As Close As You Can Get
19.5 x 15.5
I start with a sketch to determine the composition and values.
This painting is done on Arches 300lb coldpress.
I use Daniel Smith paint and work with a limited number of colors: French Ultramarine, Quinacridone Gold, Quinacridone Sienna, and Quinacridone Rose.
I mixed up several small tubs of color because I knew I was going to be using quite a bit of paint for my background washes.
I applied masking fluid to the outer portions of the horses. I knew I was going to be working with lots of wet in wet washes for the background and didn't want the paint to flow into the image of the horses.
I wet the background with clear water then loosely brushed in my first color
Next I brushed in Quinacridone Sienna. I often will use an old oil brush to spatter color into an area. This gives an airbrush effect.

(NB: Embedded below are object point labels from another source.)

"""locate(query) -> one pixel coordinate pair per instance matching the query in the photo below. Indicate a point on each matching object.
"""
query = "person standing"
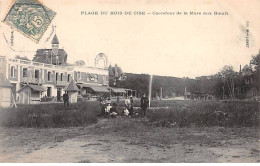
(144, 104)
(66, 99)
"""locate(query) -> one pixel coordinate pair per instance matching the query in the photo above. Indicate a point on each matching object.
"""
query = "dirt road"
(129, 140)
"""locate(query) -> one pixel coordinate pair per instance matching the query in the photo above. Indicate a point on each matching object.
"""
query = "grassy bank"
(50, 115)
(206, 113)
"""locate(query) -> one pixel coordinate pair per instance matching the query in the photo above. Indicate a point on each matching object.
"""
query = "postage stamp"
(30, 17)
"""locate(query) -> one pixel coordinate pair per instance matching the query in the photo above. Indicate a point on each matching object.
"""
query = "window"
(49, 76)
(88, 79)
(96, 77)
(12, 71)
(49, 91)
(78, 75)
(68, 77)
(25, 72)
(37, 74)
(57, 74)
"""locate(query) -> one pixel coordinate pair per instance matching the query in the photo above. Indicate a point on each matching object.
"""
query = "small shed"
(30, 94)
(72, 91)
(5, 92)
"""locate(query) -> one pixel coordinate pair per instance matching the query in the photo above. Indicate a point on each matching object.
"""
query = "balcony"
(61, 83)
(31, 80)
(105, 83)
(80, 80)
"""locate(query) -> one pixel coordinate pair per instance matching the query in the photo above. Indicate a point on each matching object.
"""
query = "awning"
(100, 88)
(33, 87)
(72, 87)
(118, 90)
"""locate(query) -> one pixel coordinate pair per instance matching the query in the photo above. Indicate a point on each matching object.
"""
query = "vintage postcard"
(129, 81)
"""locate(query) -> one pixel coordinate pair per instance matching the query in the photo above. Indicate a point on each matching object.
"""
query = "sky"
(168, 45)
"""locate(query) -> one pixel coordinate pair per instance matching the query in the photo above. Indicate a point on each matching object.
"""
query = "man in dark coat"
(144, 104)
(66, 99)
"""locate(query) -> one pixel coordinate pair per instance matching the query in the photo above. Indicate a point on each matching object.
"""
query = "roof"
(45, 55)
(119, 90)
(100, 88)
(72, 87)
(33, 87)
(55, 40)
(4, 82)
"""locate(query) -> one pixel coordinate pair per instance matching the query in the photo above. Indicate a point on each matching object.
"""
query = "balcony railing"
(61, 83)
(31, 80)
(105, 83)
(80, 80)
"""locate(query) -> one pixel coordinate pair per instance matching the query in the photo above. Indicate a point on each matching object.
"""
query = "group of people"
(109, 109)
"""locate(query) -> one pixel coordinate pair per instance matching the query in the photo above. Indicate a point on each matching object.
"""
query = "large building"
(48, 74)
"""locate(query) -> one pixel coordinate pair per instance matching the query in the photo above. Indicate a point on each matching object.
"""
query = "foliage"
(50, 115)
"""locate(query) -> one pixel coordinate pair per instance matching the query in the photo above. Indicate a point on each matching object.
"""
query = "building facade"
(49, 70)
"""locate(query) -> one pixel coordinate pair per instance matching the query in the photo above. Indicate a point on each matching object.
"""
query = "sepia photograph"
(129, 81)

I continue to add washes of color in a series of steps. Notice that by tilting the board while the surface is pretty wet the color will slip and slide in various directions giving some lovely, soft blends.

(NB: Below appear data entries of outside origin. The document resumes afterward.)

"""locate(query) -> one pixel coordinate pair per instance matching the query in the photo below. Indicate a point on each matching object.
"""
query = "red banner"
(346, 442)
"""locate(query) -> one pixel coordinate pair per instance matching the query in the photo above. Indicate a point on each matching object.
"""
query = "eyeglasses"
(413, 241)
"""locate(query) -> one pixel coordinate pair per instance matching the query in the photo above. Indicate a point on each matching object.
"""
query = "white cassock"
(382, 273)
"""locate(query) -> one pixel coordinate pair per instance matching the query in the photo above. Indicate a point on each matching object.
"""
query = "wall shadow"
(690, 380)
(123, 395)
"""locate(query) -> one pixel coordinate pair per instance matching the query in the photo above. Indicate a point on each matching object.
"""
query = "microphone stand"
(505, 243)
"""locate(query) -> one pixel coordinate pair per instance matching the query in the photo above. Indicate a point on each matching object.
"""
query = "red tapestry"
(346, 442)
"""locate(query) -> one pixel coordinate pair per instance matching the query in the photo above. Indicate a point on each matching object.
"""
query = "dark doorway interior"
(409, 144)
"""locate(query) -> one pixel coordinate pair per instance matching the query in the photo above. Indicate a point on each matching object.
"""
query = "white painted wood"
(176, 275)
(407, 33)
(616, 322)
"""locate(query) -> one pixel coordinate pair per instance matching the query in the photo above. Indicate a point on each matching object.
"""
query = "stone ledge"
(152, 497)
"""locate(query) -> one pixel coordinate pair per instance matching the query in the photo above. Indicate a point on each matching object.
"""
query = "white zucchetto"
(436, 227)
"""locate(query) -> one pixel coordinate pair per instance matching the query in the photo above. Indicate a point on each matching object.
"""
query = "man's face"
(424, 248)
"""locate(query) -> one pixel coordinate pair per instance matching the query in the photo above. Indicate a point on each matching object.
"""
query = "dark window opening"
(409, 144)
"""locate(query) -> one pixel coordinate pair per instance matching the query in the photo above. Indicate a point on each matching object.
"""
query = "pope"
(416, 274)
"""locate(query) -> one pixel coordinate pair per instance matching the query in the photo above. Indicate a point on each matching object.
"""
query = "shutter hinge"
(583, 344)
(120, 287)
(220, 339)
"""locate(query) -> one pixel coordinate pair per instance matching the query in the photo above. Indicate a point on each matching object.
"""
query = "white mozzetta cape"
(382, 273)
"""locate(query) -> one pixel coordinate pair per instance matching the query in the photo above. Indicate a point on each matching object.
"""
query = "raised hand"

In this step I added the harness and reins. The harness was painted into damp paper so that I could achieve some soft edges. The reins were dry brushed in.
In preparation for some spattering in the background under the right horse I cover parts of the painting that I want to protect from stray spatters with ordinary printer paper.
Next I spray clear water droplets on the area of paper I want my spattering and texture to be. I am careful not to cover the entire paper surface with the water.
Now I work with a brush loaded with color and tap it against the handle of another brush. With each tap paint is spattered onto the paper. When a droplet of paint falls into a droplet of water the paint takes the shape of the water droplet on the paper, creating very interesting textures.
The texturing is complete.
It's time to carefully remove the dried masking fluid from the paper using a Rubber Cement Pick Up tool. I want to make sure my paper surface is completely dry for this step.
When using masking fluid you get hard, cut out looking shapes. So I often go back in with a scrubber brush and soften these shapes and lines, especially in the hair in the manes.
Now it's time to begin painting the horses.
I want to show the light catching the soft edge of the ears so I need to lift out some paint on that lighted edge. I do this with a bright oil brush...it's my favorite brush for lifting.
I paint various sections building up the painting in a number of different steps.
The over all painting is worked on throughout the process. I rarely complete a section before moving on to another section. It's done as a whole.
In this phase I'm working on the bridles....
...and have the bridles complete for the most part in this phase.
It's time to do some fine tuning. Here I'm using a small brush to touch up areas that either need paint added or some stray dark areas lifted.
I wasn't happy with the layout of the reins but wasn't sure how I wanted to change them. When in doubt I often will use tracing paper to work out the problem. By placing the paper over the dry painting I can work out my composition and placement on the tracing paper until I'm satisfied.
This view shows the new placement of the reins after I worked it out on the tracing paper. I'm much happier with it.
The last thing is to decide exactly how I want it cropped and then sign it.